Since we want to maintain the same volume (200.0 mL) and assuming the change in volume is not significant, the mole ratio of acetic acid to sodium acetate in the final buffer solution should be the same as in the stock solution.
From the second step, we already have 0.2 moles of acetic acid in the 200.0 mL solution.

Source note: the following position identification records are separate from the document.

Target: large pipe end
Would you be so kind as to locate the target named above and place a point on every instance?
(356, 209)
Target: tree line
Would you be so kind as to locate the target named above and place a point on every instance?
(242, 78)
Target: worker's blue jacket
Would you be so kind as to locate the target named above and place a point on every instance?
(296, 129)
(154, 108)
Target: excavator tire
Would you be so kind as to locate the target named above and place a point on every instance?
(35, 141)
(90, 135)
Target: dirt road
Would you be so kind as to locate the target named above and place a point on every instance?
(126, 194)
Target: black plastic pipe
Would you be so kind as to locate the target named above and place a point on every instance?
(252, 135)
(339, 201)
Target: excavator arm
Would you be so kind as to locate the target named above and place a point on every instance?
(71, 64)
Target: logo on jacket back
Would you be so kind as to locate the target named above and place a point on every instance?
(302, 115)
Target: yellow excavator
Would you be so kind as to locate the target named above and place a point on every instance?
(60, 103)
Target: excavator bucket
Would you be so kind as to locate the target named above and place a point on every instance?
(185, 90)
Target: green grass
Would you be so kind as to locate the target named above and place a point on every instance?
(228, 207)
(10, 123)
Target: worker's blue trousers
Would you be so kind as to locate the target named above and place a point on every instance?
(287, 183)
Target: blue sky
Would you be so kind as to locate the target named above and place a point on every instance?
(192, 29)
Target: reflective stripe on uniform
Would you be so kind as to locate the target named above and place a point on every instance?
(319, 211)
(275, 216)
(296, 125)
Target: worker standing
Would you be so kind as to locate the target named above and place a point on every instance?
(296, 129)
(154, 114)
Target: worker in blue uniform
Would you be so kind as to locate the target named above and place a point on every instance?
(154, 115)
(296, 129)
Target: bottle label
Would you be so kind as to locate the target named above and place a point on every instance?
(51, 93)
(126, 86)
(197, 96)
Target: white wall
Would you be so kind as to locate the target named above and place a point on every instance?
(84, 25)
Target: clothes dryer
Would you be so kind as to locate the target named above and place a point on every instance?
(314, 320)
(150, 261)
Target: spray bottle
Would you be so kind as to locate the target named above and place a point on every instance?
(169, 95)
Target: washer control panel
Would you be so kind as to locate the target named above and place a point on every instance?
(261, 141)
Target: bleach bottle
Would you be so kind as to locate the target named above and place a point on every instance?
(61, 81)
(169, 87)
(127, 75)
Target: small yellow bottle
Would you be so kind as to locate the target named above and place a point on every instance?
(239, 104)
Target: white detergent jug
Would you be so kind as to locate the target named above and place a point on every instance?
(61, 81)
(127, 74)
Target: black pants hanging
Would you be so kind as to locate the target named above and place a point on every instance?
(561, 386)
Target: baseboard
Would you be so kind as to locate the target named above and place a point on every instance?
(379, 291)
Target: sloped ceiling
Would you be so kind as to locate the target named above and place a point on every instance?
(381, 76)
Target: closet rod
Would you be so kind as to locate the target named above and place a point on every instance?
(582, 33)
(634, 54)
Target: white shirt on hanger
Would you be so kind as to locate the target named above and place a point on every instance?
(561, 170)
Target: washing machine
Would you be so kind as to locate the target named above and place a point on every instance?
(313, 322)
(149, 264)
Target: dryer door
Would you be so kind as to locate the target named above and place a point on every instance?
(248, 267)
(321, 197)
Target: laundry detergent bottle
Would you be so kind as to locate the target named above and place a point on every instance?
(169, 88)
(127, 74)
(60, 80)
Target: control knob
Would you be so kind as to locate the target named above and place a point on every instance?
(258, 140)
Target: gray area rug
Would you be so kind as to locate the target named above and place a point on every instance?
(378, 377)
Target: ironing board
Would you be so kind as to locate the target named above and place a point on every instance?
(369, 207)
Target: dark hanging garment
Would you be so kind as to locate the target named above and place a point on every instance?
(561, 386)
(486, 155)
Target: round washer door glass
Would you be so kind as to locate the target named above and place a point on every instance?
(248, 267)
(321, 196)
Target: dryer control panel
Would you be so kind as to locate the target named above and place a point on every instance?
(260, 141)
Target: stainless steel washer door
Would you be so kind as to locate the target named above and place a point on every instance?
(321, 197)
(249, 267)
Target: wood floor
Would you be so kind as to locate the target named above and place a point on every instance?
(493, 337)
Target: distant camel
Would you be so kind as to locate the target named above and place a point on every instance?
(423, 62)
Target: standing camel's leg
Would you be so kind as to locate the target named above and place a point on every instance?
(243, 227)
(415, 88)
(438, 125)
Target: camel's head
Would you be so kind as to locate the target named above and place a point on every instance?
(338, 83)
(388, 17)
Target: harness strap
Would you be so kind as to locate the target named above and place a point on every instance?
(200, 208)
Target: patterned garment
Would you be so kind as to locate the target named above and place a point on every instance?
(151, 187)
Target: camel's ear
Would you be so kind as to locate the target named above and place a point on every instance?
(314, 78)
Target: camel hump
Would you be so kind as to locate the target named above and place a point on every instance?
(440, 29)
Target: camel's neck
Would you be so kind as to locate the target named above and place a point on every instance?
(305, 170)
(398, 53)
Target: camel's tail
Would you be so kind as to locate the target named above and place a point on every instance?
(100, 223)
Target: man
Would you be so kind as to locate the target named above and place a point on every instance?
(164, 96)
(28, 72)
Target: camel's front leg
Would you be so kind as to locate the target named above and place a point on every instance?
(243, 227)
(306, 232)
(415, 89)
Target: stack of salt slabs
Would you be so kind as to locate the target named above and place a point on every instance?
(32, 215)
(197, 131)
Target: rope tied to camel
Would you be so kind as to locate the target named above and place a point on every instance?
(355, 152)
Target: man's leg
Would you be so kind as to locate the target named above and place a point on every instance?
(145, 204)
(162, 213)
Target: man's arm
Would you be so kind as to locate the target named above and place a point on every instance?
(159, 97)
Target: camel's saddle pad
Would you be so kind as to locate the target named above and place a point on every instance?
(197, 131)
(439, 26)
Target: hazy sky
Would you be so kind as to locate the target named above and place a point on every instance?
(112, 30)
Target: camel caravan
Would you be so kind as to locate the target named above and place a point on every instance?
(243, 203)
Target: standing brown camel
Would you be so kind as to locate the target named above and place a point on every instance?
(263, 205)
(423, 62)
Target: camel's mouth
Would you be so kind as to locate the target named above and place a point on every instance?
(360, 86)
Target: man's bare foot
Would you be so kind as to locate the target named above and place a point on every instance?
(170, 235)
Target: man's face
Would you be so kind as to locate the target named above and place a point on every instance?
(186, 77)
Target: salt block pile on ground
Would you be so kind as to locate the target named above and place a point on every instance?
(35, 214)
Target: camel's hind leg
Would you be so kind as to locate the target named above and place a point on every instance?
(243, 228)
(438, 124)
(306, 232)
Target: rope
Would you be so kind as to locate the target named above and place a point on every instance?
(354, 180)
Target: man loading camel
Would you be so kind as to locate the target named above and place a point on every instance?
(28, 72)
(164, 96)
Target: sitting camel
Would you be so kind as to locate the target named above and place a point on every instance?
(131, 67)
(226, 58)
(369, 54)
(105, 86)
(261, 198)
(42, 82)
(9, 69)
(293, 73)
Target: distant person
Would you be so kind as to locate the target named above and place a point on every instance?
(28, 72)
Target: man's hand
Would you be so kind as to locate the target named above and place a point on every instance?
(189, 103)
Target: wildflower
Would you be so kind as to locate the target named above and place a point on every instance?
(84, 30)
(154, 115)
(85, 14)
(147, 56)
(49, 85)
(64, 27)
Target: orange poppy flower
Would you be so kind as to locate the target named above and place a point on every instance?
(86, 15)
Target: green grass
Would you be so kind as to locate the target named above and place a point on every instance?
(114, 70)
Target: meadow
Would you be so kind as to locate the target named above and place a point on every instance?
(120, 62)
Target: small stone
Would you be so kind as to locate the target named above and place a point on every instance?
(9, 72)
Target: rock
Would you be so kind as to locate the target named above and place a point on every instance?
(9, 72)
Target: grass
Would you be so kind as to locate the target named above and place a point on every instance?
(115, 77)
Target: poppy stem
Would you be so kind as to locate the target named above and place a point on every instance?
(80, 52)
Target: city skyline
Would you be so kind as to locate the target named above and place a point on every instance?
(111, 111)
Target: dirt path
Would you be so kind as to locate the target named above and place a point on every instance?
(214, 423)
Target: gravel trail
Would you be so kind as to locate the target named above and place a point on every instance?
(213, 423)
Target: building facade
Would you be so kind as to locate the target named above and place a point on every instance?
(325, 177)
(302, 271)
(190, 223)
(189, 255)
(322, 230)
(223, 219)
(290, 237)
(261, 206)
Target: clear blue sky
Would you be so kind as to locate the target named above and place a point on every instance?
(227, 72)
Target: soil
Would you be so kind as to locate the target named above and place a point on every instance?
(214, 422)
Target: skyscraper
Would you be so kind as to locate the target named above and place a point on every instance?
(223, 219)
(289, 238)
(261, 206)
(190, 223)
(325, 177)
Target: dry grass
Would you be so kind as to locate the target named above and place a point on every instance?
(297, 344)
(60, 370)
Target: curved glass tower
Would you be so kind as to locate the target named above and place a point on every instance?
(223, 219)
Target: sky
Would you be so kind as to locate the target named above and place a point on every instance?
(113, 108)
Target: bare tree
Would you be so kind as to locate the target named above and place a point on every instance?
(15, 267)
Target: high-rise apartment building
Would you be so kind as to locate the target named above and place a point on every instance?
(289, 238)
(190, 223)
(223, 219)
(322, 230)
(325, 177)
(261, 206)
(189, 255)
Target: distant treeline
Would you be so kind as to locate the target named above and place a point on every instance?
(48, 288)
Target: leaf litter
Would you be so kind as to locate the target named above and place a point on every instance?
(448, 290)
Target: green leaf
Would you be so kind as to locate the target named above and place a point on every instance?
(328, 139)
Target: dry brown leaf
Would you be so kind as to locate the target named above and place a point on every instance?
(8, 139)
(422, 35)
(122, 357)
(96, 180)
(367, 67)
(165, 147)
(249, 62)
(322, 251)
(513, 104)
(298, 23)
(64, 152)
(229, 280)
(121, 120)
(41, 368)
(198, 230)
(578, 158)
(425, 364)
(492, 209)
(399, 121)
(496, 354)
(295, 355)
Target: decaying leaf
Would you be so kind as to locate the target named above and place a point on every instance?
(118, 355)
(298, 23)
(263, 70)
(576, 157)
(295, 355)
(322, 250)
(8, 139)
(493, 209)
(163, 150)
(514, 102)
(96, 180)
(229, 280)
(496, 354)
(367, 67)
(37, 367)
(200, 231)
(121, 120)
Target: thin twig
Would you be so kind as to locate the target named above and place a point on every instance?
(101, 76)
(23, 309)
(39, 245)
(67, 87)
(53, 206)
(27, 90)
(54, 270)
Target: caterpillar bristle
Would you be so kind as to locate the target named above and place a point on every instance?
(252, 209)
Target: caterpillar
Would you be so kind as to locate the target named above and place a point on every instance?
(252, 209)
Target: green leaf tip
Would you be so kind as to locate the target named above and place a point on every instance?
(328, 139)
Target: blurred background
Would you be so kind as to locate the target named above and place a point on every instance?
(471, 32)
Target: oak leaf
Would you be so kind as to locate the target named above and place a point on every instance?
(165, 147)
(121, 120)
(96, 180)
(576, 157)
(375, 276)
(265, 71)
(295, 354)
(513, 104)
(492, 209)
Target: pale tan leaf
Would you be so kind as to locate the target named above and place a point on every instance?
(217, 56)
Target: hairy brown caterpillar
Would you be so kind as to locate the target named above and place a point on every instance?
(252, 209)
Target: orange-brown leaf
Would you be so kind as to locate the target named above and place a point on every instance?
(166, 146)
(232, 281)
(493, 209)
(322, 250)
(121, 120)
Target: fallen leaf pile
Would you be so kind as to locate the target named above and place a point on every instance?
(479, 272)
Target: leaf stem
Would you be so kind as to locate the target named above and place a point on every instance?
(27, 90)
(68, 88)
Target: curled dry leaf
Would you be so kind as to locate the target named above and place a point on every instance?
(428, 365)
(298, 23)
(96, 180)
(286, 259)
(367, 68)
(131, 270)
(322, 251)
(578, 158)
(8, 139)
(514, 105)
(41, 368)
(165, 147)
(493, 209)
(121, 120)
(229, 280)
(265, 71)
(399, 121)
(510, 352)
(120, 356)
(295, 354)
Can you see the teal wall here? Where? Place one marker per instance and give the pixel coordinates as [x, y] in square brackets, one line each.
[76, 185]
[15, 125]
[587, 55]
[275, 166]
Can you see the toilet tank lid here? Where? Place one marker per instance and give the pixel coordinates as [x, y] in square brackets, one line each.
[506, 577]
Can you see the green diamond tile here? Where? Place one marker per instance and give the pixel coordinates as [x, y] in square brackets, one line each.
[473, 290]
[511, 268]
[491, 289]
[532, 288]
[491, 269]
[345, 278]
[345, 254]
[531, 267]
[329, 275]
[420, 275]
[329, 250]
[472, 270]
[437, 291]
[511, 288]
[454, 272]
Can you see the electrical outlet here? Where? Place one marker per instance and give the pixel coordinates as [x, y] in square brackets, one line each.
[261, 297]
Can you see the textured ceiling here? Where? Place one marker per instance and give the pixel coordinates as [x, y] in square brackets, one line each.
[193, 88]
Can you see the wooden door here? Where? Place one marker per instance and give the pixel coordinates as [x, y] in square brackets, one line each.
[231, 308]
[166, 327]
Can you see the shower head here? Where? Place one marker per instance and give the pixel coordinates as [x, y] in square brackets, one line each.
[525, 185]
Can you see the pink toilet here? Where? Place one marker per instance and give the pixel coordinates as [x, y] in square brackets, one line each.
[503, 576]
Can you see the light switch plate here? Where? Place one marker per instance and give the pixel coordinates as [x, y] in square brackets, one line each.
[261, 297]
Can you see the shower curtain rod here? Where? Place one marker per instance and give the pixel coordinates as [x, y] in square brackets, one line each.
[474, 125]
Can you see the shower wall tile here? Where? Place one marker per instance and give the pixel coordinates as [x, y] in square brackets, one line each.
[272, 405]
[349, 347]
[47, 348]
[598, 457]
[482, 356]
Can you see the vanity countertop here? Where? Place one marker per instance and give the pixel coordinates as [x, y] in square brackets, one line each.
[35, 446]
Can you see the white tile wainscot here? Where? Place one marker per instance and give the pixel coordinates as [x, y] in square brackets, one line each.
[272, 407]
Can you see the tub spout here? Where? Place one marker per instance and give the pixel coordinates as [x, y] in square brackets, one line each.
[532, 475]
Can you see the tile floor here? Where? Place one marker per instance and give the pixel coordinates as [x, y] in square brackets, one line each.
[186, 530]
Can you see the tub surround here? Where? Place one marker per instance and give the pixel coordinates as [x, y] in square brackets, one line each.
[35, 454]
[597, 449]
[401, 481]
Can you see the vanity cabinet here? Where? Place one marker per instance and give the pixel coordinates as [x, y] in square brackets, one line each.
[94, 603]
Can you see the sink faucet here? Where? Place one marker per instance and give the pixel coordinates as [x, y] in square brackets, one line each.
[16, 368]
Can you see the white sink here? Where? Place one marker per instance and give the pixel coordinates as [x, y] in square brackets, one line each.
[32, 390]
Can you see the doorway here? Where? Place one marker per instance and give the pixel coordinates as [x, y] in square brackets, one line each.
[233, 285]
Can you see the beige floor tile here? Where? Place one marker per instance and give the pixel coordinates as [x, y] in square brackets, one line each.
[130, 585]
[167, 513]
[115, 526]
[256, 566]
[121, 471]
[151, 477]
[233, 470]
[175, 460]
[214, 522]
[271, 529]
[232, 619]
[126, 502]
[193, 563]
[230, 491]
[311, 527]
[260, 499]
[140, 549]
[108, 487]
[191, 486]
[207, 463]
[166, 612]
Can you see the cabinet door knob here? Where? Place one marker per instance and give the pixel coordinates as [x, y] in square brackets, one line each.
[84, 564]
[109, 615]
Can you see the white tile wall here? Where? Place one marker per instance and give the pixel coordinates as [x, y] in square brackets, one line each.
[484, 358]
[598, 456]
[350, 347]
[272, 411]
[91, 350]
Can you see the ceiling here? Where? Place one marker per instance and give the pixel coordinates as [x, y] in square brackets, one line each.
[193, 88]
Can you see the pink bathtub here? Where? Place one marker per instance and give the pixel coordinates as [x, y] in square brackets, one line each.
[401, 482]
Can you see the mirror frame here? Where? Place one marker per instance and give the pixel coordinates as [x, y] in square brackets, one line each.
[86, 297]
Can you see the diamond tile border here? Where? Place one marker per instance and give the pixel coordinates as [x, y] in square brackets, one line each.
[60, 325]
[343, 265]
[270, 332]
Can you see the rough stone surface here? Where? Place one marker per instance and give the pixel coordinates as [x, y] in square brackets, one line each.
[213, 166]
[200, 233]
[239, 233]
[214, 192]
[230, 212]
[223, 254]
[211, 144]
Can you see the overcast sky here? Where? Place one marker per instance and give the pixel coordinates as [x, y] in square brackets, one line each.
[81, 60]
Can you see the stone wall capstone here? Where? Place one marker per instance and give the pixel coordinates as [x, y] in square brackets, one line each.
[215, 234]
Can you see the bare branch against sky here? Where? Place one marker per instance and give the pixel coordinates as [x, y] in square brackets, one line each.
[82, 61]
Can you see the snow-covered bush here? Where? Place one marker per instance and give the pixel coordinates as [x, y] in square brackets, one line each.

To find the additional moles needed, you can use the Henderson-Hasselbalch equation again, but this time rearrange it to solve for the concentration ratio ([Salt]/[Acid]):
[Salt]/[Acid] = 10^(pH - pKa)
Substituting the values:
[Salt]/[Acid] = 10^(4.50 - (1.78x10^-5))
[Salt]/[Acid] = 382818.5
Since we have 0.2 moles of acetic acid, we can find the moles of sodium acetate required:
Moles of sodium acetate = [Salt]/[Acid] * moles of acetic acid
Moles of sodium acetate = 382818.5 * 0.2
Moles of sodium acetate = 76563.7
To convert moles of sodium acetate to grams, use the molar mass of sodium acetate:
grams of sodium acetate = 76563.7 moles * 82.03 g/mol
grams of sodium acetate = 6.29 x 10^6 g
Therefore, you should add an additional 6.29 x 10^6 grams of acetic acid to the 200.0 mL solution to obtain a new buffer solution with a pH of 4.50.